Şahsen kendimi birçok yönden baskı altında hissediyorum: nefret dolu, cinsiyetçi e-postalar alıyorum; seyahat ettiğimde bavulum esrarengiz biçimde didik didik kurcalanıyor; özel telefon konuşmalarım dinleniyor ve içerikleri bazen web sitelerinde ve gazetelerde benim yasadışı Kürt örgütü KCK ile sözde bağlantımın “kanıtları” olarak yayınlanıyor. Şu an bana karşı açılmış olan, sadece bir tane önemsiz bir soruşturma olsa da, her an tutuklanmaktan korkuyorum ve özel hayatıma ve siyasi haklarıma yönelik böylesi ihlaller karşısında çaresiz hissediyorum.

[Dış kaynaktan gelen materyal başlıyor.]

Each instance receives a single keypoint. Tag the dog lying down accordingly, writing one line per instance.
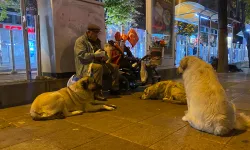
(209, 110)
(69, 101)
(171, 91)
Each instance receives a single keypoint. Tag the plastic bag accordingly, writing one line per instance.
(132, 37)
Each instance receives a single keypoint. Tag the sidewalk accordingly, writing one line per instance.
(135, 125)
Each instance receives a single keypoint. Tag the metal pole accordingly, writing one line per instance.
(198, 44)
(232, 48)
(38, 46)
(12, 53)
(209, 36)
(25, 39)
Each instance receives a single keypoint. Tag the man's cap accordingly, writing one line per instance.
(93, 27)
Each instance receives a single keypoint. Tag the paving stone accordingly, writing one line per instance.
(110, 143)
(100, 121)
(240, 141)
(142, 134)
(12, 136)
(73, 136)
(186, 139)
(34, 144)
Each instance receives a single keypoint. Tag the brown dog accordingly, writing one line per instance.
(171, 91)
(69, 101)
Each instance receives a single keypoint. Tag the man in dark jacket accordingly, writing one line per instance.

Başıma gelenlerde olumlu bir yan varsa, o da bu sayede giderek yükselen otoriter politikaların baskısını yenmekteki kararlılığımın artmış olması. Ben ne mazoşistim, ne de kahraman, ama bu deneyim değerlerimi ve ideallerimi yeniden keşfetmeme yardımcı oldu. Son derece katı laik bir aileden ve çevreden gelen – ve Müslümanların haklarını savunan- biri olarak, doksanlı yıllarda bir muhaliftim. O zamanlar görüşlerim için ödediğim bedel sosyal dışlanmaydı. Şimdi ise çok iyi bir kariyer ve başka şeyleri kurban etmek zorunda kalarak, siyasi ve etik değerlerin benim için ne kadar kıymetli olduğunu keşfetme şansına sahip oldum. Bu süreç yalnızca özsaygımı arttırmakla kalmadı; beni doğru bir davayı desteklediğimi bilerek şu an çok daha mutlu olduğuma ikna etti. İnanın bana bu bir maceracılık ya da siyasi romantizm değil – ikisi de baskıcı dönemlerin sınavından geçemezdi. Bu bir onur meselesi.

Nuray Mert İstanbul Üniversitesi’nde doçent. Yazar yorumcu olarak tekrar çalışmaya başladı. İngilizce basılan Hürriyet Daily News gazetesinde haftada bir kez köşe yazıyor ve İMC TV‘de haftalık bir siyaset programı olan “Gündem Müzakere’de” yer alıyor.